SNSトラブル回避を伝授 先輩高校生が中学生に授業

身近なSNSのトラブルを中学生に考えさせる高校生

高校2年生が中学1年生にSNS(会員制交流サイト)の注意点を教える授業が7月5日、神奈川県鎌倉市の鎌倉女学院中学校・高校(錦昭江校長、生徒数991人)であった。高校生はグループごとに、実体験に基づいたクイズや劇を取り入れながら、SNSとの上手な付き合い方を中学生にアドバイスした。

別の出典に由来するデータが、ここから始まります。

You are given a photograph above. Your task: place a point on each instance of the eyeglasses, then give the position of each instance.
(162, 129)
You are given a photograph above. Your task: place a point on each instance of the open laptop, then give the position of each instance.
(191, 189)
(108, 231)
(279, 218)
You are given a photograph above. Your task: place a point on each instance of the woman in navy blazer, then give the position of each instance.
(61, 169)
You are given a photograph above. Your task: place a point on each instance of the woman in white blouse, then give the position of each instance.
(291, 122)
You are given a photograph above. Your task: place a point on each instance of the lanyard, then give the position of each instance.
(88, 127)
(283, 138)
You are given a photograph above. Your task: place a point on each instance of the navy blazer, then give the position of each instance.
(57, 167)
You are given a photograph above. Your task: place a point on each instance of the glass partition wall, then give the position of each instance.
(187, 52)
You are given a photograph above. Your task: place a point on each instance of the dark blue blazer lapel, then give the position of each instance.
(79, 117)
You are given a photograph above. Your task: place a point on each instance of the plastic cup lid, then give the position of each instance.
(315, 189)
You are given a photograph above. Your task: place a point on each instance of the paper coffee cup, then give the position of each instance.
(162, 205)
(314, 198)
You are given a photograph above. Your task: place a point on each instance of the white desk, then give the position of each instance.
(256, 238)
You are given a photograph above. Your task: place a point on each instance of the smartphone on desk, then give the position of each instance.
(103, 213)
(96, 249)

授業に模擬裁判を取り入れたグループでは、友達の誕生会の写真をSNSに投稿しトラブルになった事例について、教室を法廷に見立てて中学生に考えさせた。検察役の生徒が「肖像権侵害の観点から問題がある」と述べると、弁護役が「あくまで友達の間でしか見ない。消去する手間を考えたら、深刻に捉えなくてよいのではないか」と反論。被告役の生徒が「私はただ楽しい誕生会の様子を伝えたかっただけ」と主張した。

後半では、授業を聞いていた中学生を高校生がタブレットで隠し撮りしていた写真を提示し、「この写真をSNSに無断で公開されるのは問題があるか」と問い掛けた。今度は後輩の中学生が検察役・弁護役に分かれてお互いの考えを述べ合った。

授業を終えた高校生は「模擬裁判で実際に考えてもらった方が分かってもらえると思った。中1の反応を見ながらアドリブも交えて進めることができた」と話した。授業を受けた中学生は「資料が手作りでこだわっており、分かりやすかった。これからインスタグラムなどを使うようになったら、将来のことや周りの人のプライバシーを考えて使うようにしたい」と感想を述べた。

指導した佐藤正二教諭は「高校2年生には、自分たちが経験したことを伝えることと、中学1年生に自分のこととして考えてもらうように授業を工夫することを強調した」と説明した。

同校では5年前から、情報科でこの授業づくりに取り組んでいる。今年は中学1年生の時に授業を受けた高校2年生が、教える側に立つ最初の学年となった。